I played on Prince one game, build 1 campus total and wonder-grabbing, and still speed through eras really quickly.
 
Yup, I definitely go through tech much more quickly than feels appropriate, while production seems to rise too slowly to compensate. It's not notably worse in GS than before, but I think something to increase tech times would be good. Has to be balanced not to run out of GP too quickly, or to make era score too easy to accumulate.
 
The issue is both that science is too easy to get, and that there’s no downside to advancing (not even opportunity cost, really).

Letting the AI catch-up or drag the advancing player back is not a solution. You’ll just end up with everyone racing through the tree, rather than just the player.

Make science something you have to work for, like you do with culture (or did before Pingala buff). And make powering through the science tree have some downside, even if it’s just your people expecting a higher standard of living, so pumping science isn’t such a no brainer.

There’s really lots that could be done. Like make libraries give no science, but instead let you generate more science from trade. Or stop universities giving flat science - eg maybe science based on appeal, or only with certain policies slotted.

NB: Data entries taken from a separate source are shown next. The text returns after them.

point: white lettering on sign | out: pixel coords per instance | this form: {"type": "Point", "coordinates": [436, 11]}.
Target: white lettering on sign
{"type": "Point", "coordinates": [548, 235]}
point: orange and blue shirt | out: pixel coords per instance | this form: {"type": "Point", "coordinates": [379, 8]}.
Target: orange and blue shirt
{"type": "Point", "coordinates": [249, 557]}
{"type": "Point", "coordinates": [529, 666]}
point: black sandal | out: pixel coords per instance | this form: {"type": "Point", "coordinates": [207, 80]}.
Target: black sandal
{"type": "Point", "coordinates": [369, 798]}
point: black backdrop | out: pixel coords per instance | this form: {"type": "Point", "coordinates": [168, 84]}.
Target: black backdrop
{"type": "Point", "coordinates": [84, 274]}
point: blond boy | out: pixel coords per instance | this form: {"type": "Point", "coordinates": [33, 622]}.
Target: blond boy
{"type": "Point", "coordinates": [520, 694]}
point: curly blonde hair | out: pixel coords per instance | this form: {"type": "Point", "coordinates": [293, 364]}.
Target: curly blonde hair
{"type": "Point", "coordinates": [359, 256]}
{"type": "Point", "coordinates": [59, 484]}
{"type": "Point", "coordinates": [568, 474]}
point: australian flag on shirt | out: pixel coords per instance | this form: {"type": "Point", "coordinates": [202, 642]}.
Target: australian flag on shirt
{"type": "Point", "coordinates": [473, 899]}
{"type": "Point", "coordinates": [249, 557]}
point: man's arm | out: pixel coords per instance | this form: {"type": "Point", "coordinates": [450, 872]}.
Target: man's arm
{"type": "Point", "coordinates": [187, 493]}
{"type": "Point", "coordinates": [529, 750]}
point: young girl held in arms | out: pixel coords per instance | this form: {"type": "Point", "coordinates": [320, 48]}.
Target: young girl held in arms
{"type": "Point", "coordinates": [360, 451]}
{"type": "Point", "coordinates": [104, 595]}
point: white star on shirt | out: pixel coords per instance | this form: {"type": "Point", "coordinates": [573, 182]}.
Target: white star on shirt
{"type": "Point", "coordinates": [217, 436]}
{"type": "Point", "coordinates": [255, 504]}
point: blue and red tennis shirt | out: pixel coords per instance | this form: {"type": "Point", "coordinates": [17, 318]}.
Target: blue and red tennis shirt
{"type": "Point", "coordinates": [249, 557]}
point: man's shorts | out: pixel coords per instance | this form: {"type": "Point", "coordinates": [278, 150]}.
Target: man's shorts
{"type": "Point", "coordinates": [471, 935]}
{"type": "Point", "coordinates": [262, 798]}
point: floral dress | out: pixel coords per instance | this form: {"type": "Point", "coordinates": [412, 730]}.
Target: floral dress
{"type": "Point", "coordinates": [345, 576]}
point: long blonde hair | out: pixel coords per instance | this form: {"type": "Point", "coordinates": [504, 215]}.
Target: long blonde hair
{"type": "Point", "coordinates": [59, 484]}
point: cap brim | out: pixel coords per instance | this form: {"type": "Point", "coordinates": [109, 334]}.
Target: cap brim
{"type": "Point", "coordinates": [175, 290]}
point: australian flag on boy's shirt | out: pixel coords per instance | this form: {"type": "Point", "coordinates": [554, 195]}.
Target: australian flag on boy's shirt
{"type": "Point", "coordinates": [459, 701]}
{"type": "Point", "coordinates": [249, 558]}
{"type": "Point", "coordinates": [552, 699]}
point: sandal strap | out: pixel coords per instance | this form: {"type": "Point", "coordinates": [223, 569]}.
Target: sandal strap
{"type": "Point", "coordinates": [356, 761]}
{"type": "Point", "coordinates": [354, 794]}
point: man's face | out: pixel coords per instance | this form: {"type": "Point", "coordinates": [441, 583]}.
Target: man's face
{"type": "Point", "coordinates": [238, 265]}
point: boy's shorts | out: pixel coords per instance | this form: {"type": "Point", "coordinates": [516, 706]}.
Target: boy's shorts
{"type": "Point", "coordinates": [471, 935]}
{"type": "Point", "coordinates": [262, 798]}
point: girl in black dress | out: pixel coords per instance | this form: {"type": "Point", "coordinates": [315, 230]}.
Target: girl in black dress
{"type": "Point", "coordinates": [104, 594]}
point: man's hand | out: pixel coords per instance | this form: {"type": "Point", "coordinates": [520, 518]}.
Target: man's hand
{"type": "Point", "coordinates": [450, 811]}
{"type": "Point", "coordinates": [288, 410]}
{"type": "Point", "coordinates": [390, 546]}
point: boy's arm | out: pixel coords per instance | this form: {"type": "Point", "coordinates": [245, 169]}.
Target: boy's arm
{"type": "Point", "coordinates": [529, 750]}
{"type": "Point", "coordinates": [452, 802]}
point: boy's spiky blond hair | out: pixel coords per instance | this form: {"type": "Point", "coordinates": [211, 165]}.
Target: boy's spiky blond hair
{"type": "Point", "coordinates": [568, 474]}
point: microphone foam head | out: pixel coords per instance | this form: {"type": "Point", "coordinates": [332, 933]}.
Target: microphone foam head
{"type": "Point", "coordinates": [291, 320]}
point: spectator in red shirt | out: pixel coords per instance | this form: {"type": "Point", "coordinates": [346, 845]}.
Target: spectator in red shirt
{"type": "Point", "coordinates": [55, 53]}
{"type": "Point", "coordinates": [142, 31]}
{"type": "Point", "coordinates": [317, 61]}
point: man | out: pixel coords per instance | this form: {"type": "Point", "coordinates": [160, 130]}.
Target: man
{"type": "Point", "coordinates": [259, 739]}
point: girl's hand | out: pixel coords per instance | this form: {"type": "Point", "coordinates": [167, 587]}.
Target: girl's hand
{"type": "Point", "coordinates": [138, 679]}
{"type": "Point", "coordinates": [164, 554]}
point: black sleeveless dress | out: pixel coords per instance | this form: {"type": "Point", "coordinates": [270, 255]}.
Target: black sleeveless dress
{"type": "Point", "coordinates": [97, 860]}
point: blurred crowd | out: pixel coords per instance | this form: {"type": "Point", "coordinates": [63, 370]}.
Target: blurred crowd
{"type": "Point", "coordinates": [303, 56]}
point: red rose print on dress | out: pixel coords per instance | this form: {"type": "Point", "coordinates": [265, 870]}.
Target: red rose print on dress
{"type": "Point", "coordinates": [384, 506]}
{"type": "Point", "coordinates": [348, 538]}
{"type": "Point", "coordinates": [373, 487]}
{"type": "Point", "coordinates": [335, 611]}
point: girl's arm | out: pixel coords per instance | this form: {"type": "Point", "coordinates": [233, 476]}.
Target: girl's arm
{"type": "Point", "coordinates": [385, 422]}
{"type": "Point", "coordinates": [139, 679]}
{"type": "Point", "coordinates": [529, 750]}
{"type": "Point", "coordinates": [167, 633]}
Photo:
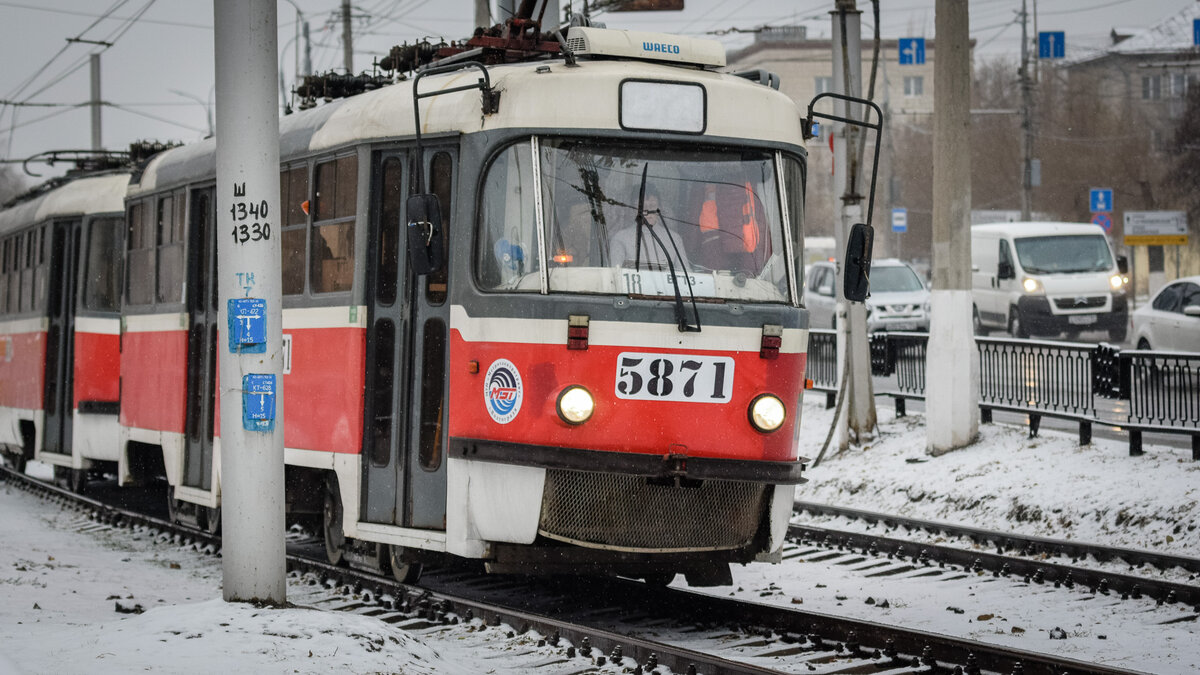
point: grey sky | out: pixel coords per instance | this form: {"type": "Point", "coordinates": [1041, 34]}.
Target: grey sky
{"type": "Point", "coordinates": [160, 67]}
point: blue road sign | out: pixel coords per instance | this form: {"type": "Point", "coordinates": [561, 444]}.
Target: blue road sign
{"type": "Point", "coordinates": [912, 51]}
{"type": "Point", "coordinates": [1051, 45]}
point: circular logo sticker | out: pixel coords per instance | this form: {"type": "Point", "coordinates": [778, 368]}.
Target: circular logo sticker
{"type": "Point", "coordinates": [503, 390]}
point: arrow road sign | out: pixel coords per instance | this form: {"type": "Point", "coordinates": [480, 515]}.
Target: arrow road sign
{"type": "Point", "coordinates": [912, 51]}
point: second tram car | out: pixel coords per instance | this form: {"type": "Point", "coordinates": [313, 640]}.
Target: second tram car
{"type": "Point", "coordinates": [547, 317]}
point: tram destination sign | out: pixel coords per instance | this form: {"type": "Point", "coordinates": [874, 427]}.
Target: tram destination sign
{"type": "Point", "coordinates": [1156, 228]}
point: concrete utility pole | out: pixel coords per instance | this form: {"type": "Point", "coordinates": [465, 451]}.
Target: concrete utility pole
{"type": "Point", "coordinates": [249, 285]}
{"type": "Point", "coordinates": [347, 39]}
{"type": "Point", "coordinates": [952, 370]}
{"type": "Point", "coordinates": [1026, 123]}
{"type": "Point", "coordinates": [483, 13]}
{"type": "Point", "coordinates": [96, 144]}
{"type": "Point", "coordinates": [858, 411]}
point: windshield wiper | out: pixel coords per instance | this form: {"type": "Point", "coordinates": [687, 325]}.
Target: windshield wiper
{"type": "Point", "coordinates": [681, 315]}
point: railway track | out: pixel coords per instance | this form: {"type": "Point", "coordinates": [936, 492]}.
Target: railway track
{"type": "Point", "coordinates": [613, 625]}
{"type": "Point", "coordinates": [1036, 559]}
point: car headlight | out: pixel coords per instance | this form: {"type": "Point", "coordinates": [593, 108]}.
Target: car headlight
{"type": "Point", "coordinates": [576, 405]}
{"type": "Point", "coordinates": [767, 412]}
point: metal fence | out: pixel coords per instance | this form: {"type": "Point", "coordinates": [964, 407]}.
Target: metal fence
{"type": "Point", "coordinates": [1042, 378]}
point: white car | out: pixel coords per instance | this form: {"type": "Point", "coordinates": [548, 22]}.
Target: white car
{"type": "Point", "coordinates": [899, 298]}
{"type": "Point", "coordinates": [1171, 321]}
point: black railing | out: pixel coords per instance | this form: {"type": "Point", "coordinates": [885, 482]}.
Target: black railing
{"type": "Point", "coordinates": [1042, 378]}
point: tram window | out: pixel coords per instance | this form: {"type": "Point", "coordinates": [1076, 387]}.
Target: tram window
{"type": "Point", "coordinates": [103, 266]}
{"type": "Point", "coordinates": [331, 263]}
{"type": "Point", "coordinates": [432, 417]}
{"type": "Point", "coordinates": [507, 244]}
{"type": "Point", "coordinates": [336, 187]}
{"type": "Point", "coordinates": [384, 386]}
{"type": "Point", "coordinates": [141, 270]}
{"type": "Point", "coordinates": [390, 230]}
{"type": "Point", "coordinates": [333, 257]}
{"type": "Point", "coordinates": [171, 251]}
{"type": "Point", "coordinates": [441, 184]}
{"type": "Point", "coordinates": [293, 193]}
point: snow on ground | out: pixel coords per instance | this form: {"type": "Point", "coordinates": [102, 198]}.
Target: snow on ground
{"type": "Point", "coordinates": [65, 580]}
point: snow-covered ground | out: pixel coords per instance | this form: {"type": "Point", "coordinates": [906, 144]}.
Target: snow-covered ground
{"type": "Point", "coordinates": [65, 581]}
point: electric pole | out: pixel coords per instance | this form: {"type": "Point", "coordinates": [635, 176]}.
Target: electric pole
{"type": "Point", "coordinates": [952, 369]}
{"type": "Point", "coordinates": [1026, 123]}
{"type": "Point", "coordinates": [858, 413]}
{"type": "Point", "coordinates": [347, 39]}
{"type": "Point", "coordinates": [250, 291]}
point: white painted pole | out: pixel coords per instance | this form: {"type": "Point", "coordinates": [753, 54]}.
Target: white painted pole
{"type": "Point", "coordinates": [249, 285]}
{"type": "Point", "coordinates": [952, 370]}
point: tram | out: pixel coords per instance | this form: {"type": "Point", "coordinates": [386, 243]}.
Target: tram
{"type": "Point", "coordinates": [541, 308]}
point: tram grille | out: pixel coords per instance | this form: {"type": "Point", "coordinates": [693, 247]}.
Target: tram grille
{"type": "Point", "coordinates": [627, 513]}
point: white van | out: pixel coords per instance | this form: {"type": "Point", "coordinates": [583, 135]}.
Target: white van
{"type": "Point", "coordinates": [1045, 279]}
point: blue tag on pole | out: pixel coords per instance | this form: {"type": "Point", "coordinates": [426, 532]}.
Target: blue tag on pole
{"type": "Point", "coordinates": [258, 402]}
{"type": "Point", "coordinates": [247, 326]}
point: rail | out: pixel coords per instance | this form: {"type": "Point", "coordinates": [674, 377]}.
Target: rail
{"type": "Point", "coordinates": [1042, 378]}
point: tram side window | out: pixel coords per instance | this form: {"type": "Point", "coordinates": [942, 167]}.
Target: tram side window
{"type": "Point", "coordinates": [27, 270]}
{"type": "Point", "coordinates": [793, 178]}
{"type": "Point", "coordinates": [101, 288]}
{"type": "Point", "coordinates": [4, 275]}
{"type": "Point", "coordinates": [293, 195]}
{"type": "Point", "coordinates": [169, 232]}
{"type": "Point", "coordinates": [390, 230]}
{"type": "Point", "coordinates": [139, 282]}
{"type": "Point", "coordinates": [507, 244]}
{"type": "Point", "coordinates": [331, 267]}
{"type": "Point", "coordinates": [42, 269]}
{"type": "Point", "coordinates": [441, 184]}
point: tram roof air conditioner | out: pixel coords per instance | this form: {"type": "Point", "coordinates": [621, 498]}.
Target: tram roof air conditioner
{"type": "Point", "coordinates": [646, 46]}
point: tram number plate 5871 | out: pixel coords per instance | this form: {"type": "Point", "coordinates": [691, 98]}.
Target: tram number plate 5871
{"type": "Point", "coordinates": [675, 377]}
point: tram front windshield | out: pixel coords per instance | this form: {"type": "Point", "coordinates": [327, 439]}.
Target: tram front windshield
{"type": "Point", "coordinates": [711, 220]}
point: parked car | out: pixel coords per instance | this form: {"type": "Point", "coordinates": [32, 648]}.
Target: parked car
{"type": "Point", "coordinates": [1171, 321]}
{"type": "Point", "coordinates": [899, 298]}
{"type": "Point", "coordinates": [1045, 279]}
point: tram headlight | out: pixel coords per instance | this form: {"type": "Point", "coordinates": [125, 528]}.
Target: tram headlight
{"type": "Point", "coordinates": [767, 412]}
{"type": "Point", "coordinates": [576, 405]}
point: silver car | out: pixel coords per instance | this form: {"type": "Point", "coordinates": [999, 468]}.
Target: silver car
{"type": "Point", "coordinates": [899, 298]}
{"type": "Point", "coordinates": [1171, 321]}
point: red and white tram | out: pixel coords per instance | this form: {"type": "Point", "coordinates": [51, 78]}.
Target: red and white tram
{"type": "Point", "coordinates": [60, 254]}
{"type": "Point", "coordinates": [544, 314]}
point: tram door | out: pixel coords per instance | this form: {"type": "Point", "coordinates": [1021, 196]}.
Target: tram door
{"type": "Point", "coordinates": [63, 281]}
{"type": "Point", "coordinates": [407, 348]}
{"type": "Point", "coordinates": [202, 335]}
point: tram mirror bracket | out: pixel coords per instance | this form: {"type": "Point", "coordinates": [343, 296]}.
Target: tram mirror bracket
{"type": "Point", "coordinates": [808, 123]}
{"type": "Point", "coordinates": [490, 99]}
{"type": "Point", "coordinates": [425, 239]}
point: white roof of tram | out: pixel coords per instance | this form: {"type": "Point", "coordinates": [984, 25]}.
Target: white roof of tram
{"type": "Point", "coordinates": [533, 95]}
{"type": "Point", "coordinates": [89, 195]}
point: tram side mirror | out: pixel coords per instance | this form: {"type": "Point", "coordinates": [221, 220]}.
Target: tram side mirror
{"type": "Point", "coordinates": [858, 262]}
{"type": "Point", "coordinates": [425, 238]}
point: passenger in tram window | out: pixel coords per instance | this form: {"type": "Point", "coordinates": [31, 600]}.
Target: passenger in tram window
{"type": "Point", "coordinates": [622, 249]}
{"type": "Point", "coordinates": [574, 242]}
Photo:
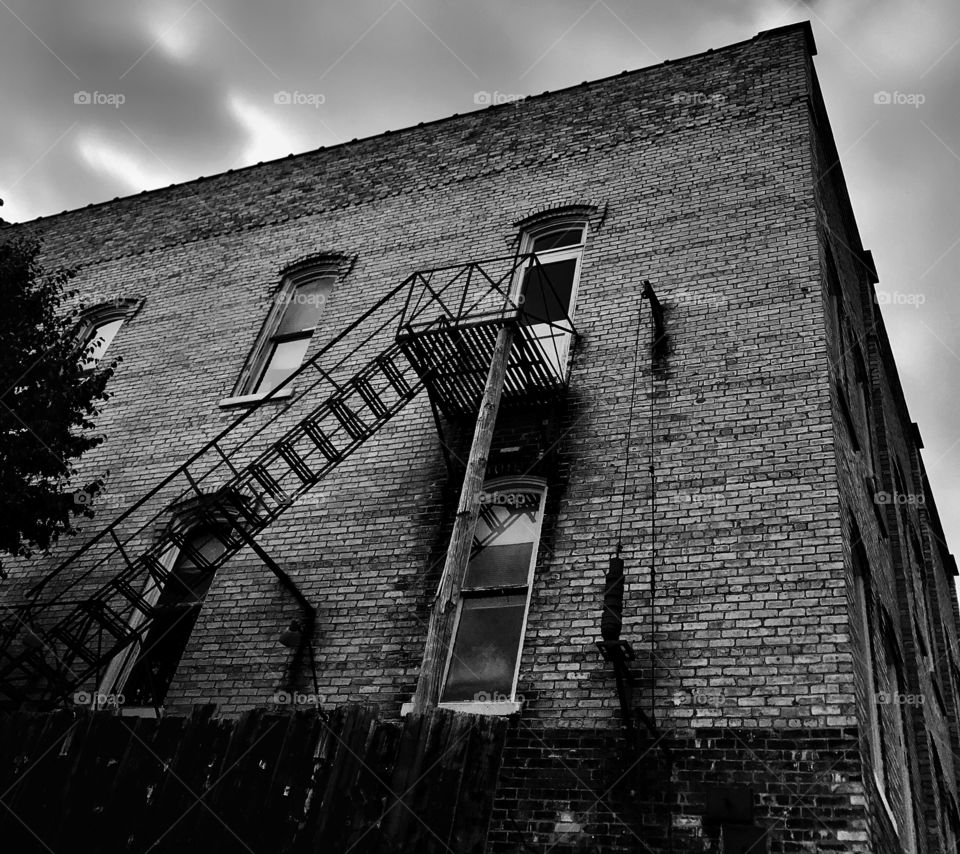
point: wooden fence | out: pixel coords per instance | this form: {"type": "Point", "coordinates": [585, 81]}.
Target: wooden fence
{"type": "Point", "coordinates": [266, 782]}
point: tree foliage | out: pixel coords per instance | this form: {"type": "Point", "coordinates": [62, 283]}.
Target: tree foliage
{"type": "Point", "coordinates": [48, 401]}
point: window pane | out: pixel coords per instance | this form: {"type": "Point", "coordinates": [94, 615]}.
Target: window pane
{"type": "Point", "coordinates": [485, 649]}
{"type": "Point", "coordinates": [304, 305]}
{"type": "Point", "coordinates": [558, 239]}
{"type": "Point", "coordinates": [499, 566]}
{"type": "Point", "coordinates": [285, 358]}
{"type": "Point", "coordinates": [99, 340]}
{"type": "Point", "coordinates": [547, 290]}
{"type": "Point", "coordinates": [515, 522]}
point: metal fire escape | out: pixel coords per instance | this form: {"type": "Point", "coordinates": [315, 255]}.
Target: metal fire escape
{"type": "Point", "coordinates": [96, 603]}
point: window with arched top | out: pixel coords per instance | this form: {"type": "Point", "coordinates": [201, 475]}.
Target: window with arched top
{"type": "Point", "coordinates": [98, 327]}
{"type": "Point", "coordinates": [548, 289]}
{"type": "Point", "coordinates": [484, 658]}
{"type": "Point", "coordinates": [285, 338]}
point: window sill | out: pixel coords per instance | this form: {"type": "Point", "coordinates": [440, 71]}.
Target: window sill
{"type": "Point", "coordinates": [499, 708]}
{"type": "Point", "coordinates": [254, 399]}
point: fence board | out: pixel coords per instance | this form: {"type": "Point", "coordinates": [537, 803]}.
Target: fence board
{"type": "Point", "coordinates": [291, 783]}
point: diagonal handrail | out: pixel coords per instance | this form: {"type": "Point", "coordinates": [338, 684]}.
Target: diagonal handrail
{"type": "Point", "coordinates": [310, 364]}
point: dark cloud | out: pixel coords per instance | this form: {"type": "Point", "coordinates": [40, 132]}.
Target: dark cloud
{"type": "Point", "coordinates": [199, 81]}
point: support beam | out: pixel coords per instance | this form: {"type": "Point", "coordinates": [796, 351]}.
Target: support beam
{"type": "Point", "coordinates": [461, 539]}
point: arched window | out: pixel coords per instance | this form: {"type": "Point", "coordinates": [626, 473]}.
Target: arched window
{"type": "Point", "coordinates": [143, 672]}
{"type": "Point", "coordinates": [99, 326]}
{"type": "Point", "coordinates": [288, 329]}
{"type": "Point", "coordinates": [549, 291]}
{"type": "Point", "coordinates": [484, 657]}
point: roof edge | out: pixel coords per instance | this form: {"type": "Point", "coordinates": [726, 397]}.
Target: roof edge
{"type": "Point", "coordinates": [802, 26]}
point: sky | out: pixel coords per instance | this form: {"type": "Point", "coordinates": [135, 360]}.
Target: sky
{"type": "Point", "coordinates": [105, 98]}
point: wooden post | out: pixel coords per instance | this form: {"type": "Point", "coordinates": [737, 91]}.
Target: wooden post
{"type": "Point", "coordinates": [461, 539]}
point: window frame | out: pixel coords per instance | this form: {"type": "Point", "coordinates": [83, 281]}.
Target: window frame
{"type": "Point", "coordinates": [499, 705]}
{"type": "Point", "coordinates": [863, 591]}
{"type": "Point", "coordinates": [258, 360]}
{"type": "Point", "coordinates": [528, 237]}
{"type": "Point", "coordinates": [97, 316]}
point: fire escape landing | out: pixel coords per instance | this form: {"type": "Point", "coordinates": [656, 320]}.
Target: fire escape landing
{"type": "Point", "coordinates": [450, 323]}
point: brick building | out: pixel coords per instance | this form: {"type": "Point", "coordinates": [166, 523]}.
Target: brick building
{"type": "Point", "coordinates": [700, 382]}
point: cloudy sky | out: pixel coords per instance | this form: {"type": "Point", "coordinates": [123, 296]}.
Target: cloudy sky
{"type": "Point", "coordinates": [182, 88]}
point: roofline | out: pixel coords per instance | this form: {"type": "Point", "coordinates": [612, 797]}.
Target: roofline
{"type": "Point", "coordinates": [800, 26]}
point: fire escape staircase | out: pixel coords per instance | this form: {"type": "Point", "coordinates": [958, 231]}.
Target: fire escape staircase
{"type": "Point", "coordinates": [97, 602]}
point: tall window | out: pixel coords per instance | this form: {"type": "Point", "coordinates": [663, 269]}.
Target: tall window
{"type": "Point", "coordinates": [864, 605]}
{"type": "Point", "coordinates": [895, 738]}
{"type": "Point", "coordinates": [143, 672]}
{"type": "Point", "coordinates": [549, 291]}
{"type": "Point", "coordinates": [488, 635]}
{"type": "Point", "coordinates": [289, 328]}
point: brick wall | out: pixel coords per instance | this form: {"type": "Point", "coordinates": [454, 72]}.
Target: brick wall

Or just nerf all the science districts and buildings, and force players to rely on great people, specialists and projects.

...actually, that might be really cool. Imagine that... no more science just from building a campus. Instead, you can’t get anywhere unless you have big cities that can support specialists, or you grab some awesome great person, or you dedicate that city to running projects. Or else, science only comes from having culture, meaning stronger governments, meaning better science policies etc.
 
It's too fast and it's been from the start of CiVI. Some very neat proposals here to counteract that. Especially tying progress to World age making techs higher than the median more difficult to get sounds good to me.
Since FXS has Problems punishing players see it this way: It could be done like housing for growth.... 1 era ahead - 33%, 2eras 66%...

Why not enabling the player to give beakers to weaker allies to push their progress or enable Spies to undo the slog when you're ahead by a Mission...
 
The speed isn't the only issue. The tech tree is not wide enough to make choices interesting. And eurekas add a lot of micromanagement. Same for the civic tree.